Agreed. I also get ticked off at the police (I used to live in L.A. -- 16 years, part of that time in Santa Monica, used to drive out to Malibu, worked in a pre-school where celebrities brought their kids) ... at any rate, celebrities are treated with kid gloves when arrested. There are a billion stories of police more interested in autographs than arrests.

Also, one sad insight into Mel's life ... his father is a known Anti-Semite. He thinks that the Holocaust is "exagerrated" or worse.

Mel has a church on his Malibu estate.

The man has become something of a fanatic. If you examine his pictures closely, many have religious undertones, and he plays a Christ-like or Christian figure.

I loved Signs. Great cast, including a kinder, gentler Mel as a priest who loses his faith.

I don't know if the alcoholism is connected to the religous conflicts he may or may not have.

Interesting fellow.

I believe he is Anti-Semitic. It would be very easy for a cop to leak that sort of information to the press for a little extra money.

Again, arrest the dude for drunk driving. You wouldn't believe how many celebrities drive their Lambourghinis sp? down Highway 1 at 85mph. I've seen accidents there you wouldn't believe.

If you get stuck on Highway 1, there ain't no where to go either. Ocean on one side, pallisades on the other.

Ah, "I Love L.A." :shock: 
(I do miss many things about it, including working in the industry.)

D


----------



## Dreamer (Aug 9, 2004)

Note, I realize "Signs" is an M. Night Shyamylan pic, but I think Night did a brilliant bit of casting there. Love all of the cast. Wasn't Mel's pic.


----------



## Dreamer (Aug 9, 2004)

PPS -- also agree w/much of what Homeskooled has said. Also, I don't think Hollywood "changes" people. It simply brings out their best or their worst.

I will say, it is full of tremendous pressure, especially for the celebrities. I do believe however that someone who gets into acting in the first place has issues. I always wanted to be a singer/actress since I was a kid. I still do. For me, it always had a lot to do with being loved and admired. I never had love at home.

EDIT: I do understand however, that that kind of love is false -- the "love" of strangers. Healthy performers simply have a passion to do what they do. Admire them. Kinda like Bono these days for instance.

I also had talent. But I also had DP. Those two didn't make things easy in front or behind the scenes.

I think access to drugs/alcohol, impossible expectations to stay in shape (especially for women) can have undue influence... but I do believe Mel was an alcoholic long before he had a career in "da biz."


----------



## Guest (Aug 7, 2006)

Mel is my homie


----------



## Dreamer (Aug 9, 2004)

My mind! lol. Sorry, PPPS.

As I understand it, yes Tom Cruise had severe dyslexia. His mother took him to doctors, including a psychiatrist? The shrink recommended medication and his mother had a fit. This may all be a crock, but as I understand it, this was the beginning of Cruise's anti-psychiatry crusade.

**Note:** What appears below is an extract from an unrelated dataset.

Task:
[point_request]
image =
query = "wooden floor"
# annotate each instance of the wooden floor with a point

Hence his participation later in Scientology (anti-psychiatry/meds, etc., etc., anti-theism)

The character he played in "Magnolia" -- his best acting as far as I'm concerned -- I think that was the real Tom.

I'm not sure what's going on with the guy. I have to admire him for his discipline, his energy. Can't figure out the rest.

OK, done. :!:


----------



## Guest (Aug 8, 2006)

Eh I don't think Mel's Career will suffer like everyone is sayin it will. He's just too big of a star and has made too many great movies. And he's likeable, just somethin about his personality. A kind of neurotic likeableness. lol. You can tell he's just sincere.

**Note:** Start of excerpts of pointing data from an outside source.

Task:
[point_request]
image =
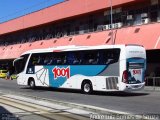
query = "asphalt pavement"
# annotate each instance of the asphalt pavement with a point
(141, 102)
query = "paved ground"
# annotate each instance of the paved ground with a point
(143, 102)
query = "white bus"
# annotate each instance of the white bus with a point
(87, 68)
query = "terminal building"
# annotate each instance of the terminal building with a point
(85, 22)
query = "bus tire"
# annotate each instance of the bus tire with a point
(31, 83)
(87, 87)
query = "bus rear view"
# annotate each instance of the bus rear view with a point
(133, 76)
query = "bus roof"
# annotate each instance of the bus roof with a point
(75, 48)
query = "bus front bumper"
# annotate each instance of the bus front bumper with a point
(134, 87)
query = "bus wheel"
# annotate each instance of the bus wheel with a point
(32, 83)
(87, 87)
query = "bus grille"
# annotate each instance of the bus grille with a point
(111, 82)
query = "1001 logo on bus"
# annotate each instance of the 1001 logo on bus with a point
(61, 72)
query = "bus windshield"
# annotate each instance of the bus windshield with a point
(20, 63)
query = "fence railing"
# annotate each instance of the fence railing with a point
(153, 81)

anyways i hope he does well, and this all blows over.


----------



## enngirl5 (Aug 10, 2004)

I've never had any desire to be an actor in Hollywood. Other than the money, the idea of acting in movies was never something I ever had a dream to do. Plus, I would freak out if I had paparazzi following my every move. I'd be one of the recluses in Hollywood.

What I have always wanted to do is be on Broadway or something of that sort. I love the idea of being on stage with the costumes and makeup and music. It's just something about the feel of it all. When I was little I took dance for years. Our local high school (a really big, fancy, old school, like you see in movies) had this grand theater with a balcony and this awesome stage with the massive velvet curtains and I just loved it when we would have our recitals at the end of the year. Thousands of people would be there and hundreds of dancers all had their sparkly, elaborate costumes on and the music was so powerful. I forgot I was also on stage a lot in middle school and high school for chorus performances. Maybe that's why I like stage so much because I was exposed to it at a young age. Either way I loved it. Theater/stage performances just seem much more powerful to participate in and watch than screen performances.


----------



## Axel19 (Aug 11, 2004)

ennrgirl, I totally agree with you about acting. With respect to the fame and money involved in such an occupation, I guess there is a threshold beyond which lies nothing but excess.


----------



## Guest (Aug 9, 2006)

Dreamer said:


> The character he played in "Magnolia" -- his best acting as far as I'm concerned -- I think that was the real Tom.
> 
> I'm not sure what's going on with the guy. I have to admire him for his discipline, his energy. Can't figure out the rest.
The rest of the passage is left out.